Elaine Chow, who chairs the Singapore-based non-profit Breastfeeding Mothers’ Support Group, said government initiatives had indeed helped to increase interest in breastfeeding among parents.
“Mothers are encouraged at the point of the child’s birth to try breastfeeding, so they are supporting these small players catering to the nursing market,” she said.
Still, Chow identified online communities as the game-changer, pointing to the way Facebook and WhatsApp groups allow mothers to organise, share resources and recommend products and services.
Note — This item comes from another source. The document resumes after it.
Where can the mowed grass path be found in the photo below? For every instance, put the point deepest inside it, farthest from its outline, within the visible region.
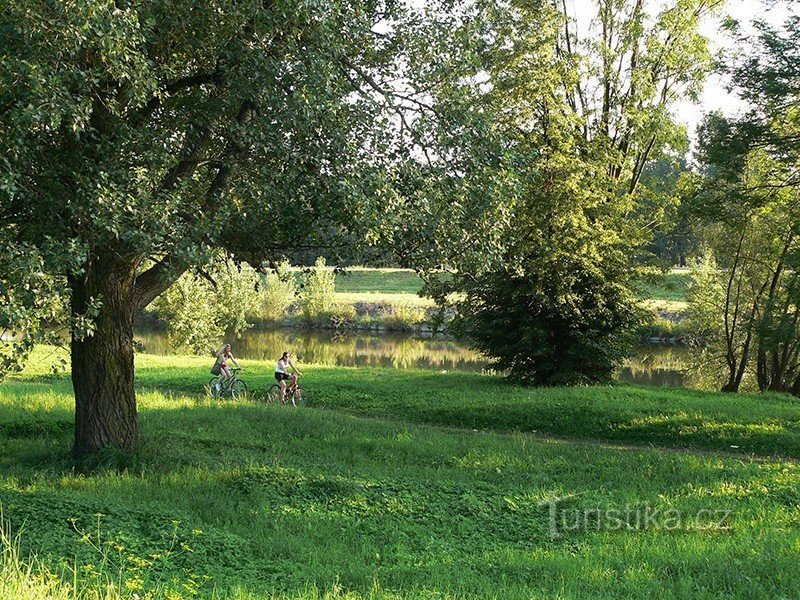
(242, 500)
“I have 10 times more mum friends today than 10 years ago when I had my firstborn,” she said. “The internet helps you catch up. You join a group and immediately find friends that you’re unlikely to meet organically in real life.”
It looks like technology together with government support may have given enterprising mums and dads free time, spare cash, and inspiration to kick start their business idea. But to get the stork to deliver more babies? That will need much more convincing. For now, baby businesses – not babies – are booming.